Linda e Nikita, un po’ araba e un po’ qualcos’altro (forse Trackener, ma è solo un’ipotesi) di 16 anni. Hanno sopportato senza fiatare tutte le pretese del fotografo, tutte le fatiche su e giù per i sentieri, tutte le giornate belle o brutte che fossero e tutte le noiosissime battute dei compagni di viaggio. Adorabili, e bellissime.
Martina e Princess, blasonatissima Appaloosa di otto anni, nevrile e scattosa e sensibile quanto la sua amazzone. Sarà per questo che stanno così bene insieme, e riescono a far valere su questi sentieri difficili le loro raffinatezze tecniche…sangue caldo, ma testa a posto: una gran bella coppia.
Roland “Rolly” Gregorich ed Herta, Sangue Freddo Bavarese (un derivato del Norico ormai rarissimo) perfetta sia a sella che attaccata: una signora imponente e quando serve anche vivace, coi suoi sonagli che cantano al trotto è una bellezza che mette allegria.
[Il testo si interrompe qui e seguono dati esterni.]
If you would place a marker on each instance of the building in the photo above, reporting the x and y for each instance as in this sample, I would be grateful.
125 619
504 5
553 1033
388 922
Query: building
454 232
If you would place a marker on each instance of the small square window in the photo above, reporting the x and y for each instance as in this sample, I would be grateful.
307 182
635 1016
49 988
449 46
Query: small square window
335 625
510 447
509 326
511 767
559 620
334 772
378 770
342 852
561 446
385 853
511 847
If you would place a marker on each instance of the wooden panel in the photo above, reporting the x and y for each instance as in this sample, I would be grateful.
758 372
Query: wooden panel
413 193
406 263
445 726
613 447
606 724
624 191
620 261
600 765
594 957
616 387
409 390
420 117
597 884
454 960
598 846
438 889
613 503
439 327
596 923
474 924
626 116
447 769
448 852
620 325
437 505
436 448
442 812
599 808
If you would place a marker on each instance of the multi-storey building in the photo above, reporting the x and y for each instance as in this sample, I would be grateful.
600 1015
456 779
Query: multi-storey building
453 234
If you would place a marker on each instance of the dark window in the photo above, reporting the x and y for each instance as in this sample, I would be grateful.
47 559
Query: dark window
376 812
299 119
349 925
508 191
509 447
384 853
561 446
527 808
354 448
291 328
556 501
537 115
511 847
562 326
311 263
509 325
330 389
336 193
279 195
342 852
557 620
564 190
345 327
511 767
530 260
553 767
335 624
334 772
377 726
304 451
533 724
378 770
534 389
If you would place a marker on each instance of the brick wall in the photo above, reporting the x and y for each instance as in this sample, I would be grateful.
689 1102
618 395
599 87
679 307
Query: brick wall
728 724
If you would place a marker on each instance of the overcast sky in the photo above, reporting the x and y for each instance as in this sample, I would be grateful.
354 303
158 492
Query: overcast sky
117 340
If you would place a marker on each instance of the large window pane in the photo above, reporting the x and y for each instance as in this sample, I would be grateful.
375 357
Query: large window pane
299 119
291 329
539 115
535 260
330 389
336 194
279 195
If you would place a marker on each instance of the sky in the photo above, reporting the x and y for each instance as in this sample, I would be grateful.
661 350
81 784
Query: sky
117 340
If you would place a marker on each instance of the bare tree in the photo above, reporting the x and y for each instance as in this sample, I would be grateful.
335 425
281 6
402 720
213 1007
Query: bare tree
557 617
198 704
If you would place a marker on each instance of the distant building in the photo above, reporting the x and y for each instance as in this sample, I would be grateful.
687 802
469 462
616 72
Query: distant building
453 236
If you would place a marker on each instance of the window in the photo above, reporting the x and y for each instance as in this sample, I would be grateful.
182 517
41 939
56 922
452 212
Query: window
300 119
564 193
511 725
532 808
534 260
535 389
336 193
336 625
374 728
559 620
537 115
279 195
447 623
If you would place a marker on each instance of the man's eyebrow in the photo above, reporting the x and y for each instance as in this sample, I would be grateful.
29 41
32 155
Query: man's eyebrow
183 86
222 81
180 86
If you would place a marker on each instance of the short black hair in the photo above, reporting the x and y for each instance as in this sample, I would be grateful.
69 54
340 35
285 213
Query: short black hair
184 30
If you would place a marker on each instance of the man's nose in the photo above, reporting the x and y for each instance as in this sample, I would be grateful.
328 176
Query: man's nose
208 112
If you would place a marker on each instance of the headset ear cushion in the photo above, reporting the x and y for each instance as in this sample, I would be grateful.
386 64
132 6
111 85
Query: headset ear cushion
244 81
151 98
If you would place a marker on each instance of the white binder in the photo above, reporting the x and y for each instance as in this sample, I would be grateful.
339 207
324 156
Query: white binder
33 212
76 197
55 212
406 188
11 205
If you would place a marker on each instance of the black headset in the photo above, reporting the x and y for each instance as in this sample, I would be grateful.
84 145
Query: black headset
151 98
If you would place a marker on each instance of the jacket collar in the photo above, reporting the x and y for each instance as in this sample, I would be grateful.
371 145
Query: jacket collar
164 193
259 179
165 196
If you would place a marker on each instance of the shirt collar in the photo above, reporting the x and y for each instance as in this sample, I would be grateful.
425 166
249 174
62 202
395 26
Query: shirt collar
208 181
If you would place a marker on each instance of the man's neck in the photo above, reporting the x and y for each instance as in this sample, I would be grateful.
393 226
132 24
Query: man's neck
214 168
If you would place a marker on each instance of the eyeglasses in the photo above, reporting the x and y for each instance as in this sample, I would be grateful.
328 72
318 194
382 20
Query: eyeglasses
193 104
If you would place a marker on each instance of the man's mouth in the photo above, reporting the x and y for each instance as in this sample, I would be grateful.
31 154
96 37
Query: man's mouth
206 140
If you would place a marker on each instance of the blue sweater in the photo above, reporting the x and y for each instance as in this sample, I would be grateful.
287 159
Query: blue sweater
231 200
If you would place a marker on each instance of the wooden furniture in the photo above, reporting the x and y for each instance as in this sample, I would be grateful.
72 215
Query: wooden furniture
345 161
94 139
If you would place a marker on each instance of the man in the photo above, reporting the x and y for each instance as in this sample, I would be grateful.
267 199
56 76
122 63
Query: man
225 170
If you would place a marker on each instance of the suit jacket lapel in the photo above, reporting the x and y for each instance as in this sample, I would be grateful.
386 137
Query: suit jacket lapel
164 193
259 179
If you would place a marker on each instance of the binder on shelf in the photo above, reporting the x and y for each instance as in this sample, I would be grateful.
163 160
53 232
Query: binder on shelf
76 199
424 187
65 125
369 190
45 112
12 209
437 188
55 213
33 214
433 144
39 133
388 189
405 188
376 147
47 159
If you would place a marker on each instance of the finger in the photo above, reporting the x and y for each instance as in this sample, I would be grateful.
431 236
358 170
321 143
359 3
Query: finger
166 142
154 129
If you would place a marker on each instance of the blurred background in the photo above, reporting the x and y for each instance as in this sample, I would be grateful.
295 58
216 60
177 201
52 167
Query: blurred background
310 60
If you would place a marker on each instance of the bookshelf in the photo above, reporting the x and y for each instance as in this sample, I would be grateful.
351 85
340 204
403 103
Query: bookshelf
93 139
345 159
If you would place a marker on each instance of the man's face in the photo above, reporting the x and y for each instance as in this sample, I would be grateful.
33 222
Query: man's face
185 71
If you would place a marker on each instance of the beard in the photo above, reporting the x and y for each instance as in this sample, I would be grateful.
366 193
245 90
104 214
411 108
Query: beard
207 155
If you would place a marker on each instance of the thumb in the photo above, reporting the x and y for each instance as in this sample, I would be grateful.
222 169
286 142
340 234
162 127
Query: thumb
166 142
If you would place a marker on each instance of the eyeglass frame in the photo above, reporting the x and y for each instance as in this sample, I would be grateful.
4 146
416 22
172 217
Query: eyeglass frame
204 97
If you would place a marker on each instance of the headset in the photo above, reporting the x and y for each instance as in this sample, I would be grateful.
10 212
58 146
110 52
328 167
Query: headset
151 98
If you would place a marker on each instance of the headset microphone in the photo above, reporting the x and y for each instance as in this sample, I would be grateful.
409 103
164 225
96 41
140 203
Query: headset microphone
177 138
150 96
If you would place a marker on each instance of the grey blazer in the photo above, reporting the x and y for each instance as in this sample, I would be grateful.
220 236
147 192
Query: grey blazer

I sonagli li mettevano i vecchi per allontanare lupi e orsi: sentendo arrivare da lontano il cavallo i selvatici facevano in tempo ad allontanarsi e si evitava così il pericolo di capitar loro addosso all’improvviso, rendendoli aggressivi. L’ultimo lupo è stato catturato da queste parti nel 1822.
Judith “Principessa Rapunzel” Unterkofler ed El Darwyn. Damigella Judith era stanca del suo pony da bambina, duro da mandare avanti e quando è stato il momento di passare ad un cavallo ha scelto El Darwyn, arabo grigio di 12 anni: lui non cammina, solfeggia sul posto e non è mai stanco né smette una attimo di sentirsi sotto i riflettori. Buono, agli ordini, educato ma sempre lì con la coda alzata sulla groppa e quell’aria di chi sa, modestamente, di essere proprio bello.
Klaus “Pilar” Pichler e Jenny Il maniscalco del gruppo, a vederlo ferrare tutto serio e compunto, con gli occhiali in bilico sulla punta del naso non si direbbe quello scatenato ribaldo sempre davanti al gruppo degli altri cavalieri: Jenny ha 14 anni ed è pane per i suoi denti, figlia di un cavallo russo e di Flotte Lotte, una Norica che vive in un maso poco più a valle. Jenny ha il carattere di una principessa cosacca, sempre pronta a far faville se si provoca il suo sangue nobile.
Melody, fattrice Appaloosa di 12 anni, Santa subito! non l’ho mai sentita opporsi ad una indicazione, perdere la pazienza per i fastidiosi balbettii dei miei aiuti (è la prima volta che monto all’americana) o creare un problema qualsiasi: sto cominciando a pensare che sia magica, proprio come il panorama qui attorno.